Goat, Headsoup (Rocket Recordings, 2021)
En 2012, un disque vraiment bizarre a débarqué de Suède. L’album s’appelait World Music pour se moquer ouvertement de cette catégorie qui, depuis les années 1980, rassemble pour l’industrie de la musique un folklore exotique à destination des pays riches. Lui jouait toutes les musiques en même temps dans un maelström frénétique de psychédélisme, de funk, de grandiloquence égyptienne ou éthiopienne et de percussions voodoo fantasmées. Le groupe s’appelait Goat et on ne savait rien de lui, ni les noms des musiciens et musiciennes, ni leurs visages, systématiquement cachés par des costumes de chamans nordiques drogués, ni même l’histoire de la formation.
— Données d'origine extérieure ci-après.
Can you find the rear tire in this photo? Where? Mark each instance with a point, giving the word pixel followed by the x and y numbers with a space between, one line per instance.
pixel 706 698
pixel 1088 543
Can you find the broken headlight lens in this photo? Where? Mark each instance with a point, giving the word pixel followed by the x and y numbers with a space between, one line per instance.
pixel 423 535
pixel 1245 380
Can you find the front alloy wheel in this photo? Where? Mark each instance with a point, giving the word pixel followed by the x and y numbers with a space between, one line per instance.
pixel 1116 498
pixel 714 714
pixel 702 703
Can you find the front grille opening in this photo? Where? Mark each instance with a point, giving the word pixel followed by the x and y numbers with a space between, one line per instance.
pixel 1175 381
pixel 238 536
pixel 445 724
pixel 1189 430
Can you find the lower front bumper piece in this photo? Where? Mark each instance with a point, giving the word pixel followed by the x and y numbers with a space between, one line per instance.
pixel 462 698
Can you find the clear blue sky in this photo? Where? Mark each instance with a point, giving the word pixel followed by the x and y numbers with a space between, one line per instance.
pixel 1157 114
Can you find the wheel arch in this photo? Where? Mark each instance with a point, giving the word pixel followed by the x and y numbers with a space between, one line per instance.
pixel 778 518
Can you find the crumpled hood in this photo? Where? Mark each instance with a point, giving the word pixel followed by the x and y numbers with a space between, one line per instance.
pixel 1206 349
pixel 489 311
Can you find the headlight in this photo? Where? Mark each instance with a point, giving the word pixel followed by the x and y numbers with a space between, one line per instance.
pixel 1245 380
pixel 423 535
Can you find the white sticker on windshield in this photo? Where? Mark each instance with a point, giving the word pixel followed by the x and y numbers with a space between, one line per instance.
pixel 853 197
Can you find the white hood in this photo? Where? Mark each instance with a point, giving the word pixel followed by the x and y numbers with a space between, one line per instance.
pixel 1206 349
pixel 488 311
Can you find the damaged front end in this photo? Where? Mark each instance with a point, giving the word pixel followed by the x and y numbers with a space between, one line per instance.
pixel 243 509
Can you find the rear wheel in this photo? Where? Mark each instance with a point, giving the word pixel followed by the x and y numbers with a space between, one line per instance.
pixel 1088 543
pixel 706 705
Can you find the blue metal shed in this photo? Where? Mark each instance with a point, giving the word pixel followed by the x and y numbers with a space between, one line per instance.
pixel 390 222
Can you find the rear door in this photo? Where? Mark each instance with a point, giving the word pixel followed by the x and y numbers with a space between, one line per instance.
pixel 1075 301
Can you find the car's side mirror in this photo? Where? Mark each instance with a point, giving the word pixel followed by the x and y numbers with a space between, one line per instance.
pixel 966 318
Il y avait bien un récit officiel qui accompagnait ce disque, mais il était si ouvertement délirant qu’il n’a été repris que par les médias vraiment fainéants (ça fait déjà beaucoup de monde). En gros, les membres de Goat, qui sont entre trois et quinze selon les jours, seraient les enfants de musiciens qui « jouent ensemble depuis trente ou quarante ans » dans la petite ville de Korpilombolo, dans le nord-est de la Suède, près de la frontière avec la Finlande, dans une communauté marquée par un chamanisme datant d’avant la christianisation du pays. Leurs enfants, qui se connaissent depuis toujours, ont fini par prendre la relève et World Music serait leur première communication avec le monde extérieur.
En 2021, on n’en sait pas beaucoup plus sur Goat, à part qu’ils sont de Göteborg et pas du tout de la campagne polaire, et que tout cela a commencé comme une blague lancée par des musiciens qui allaient de groupe en groupe sans grand succès, et c’est très bien comme ça.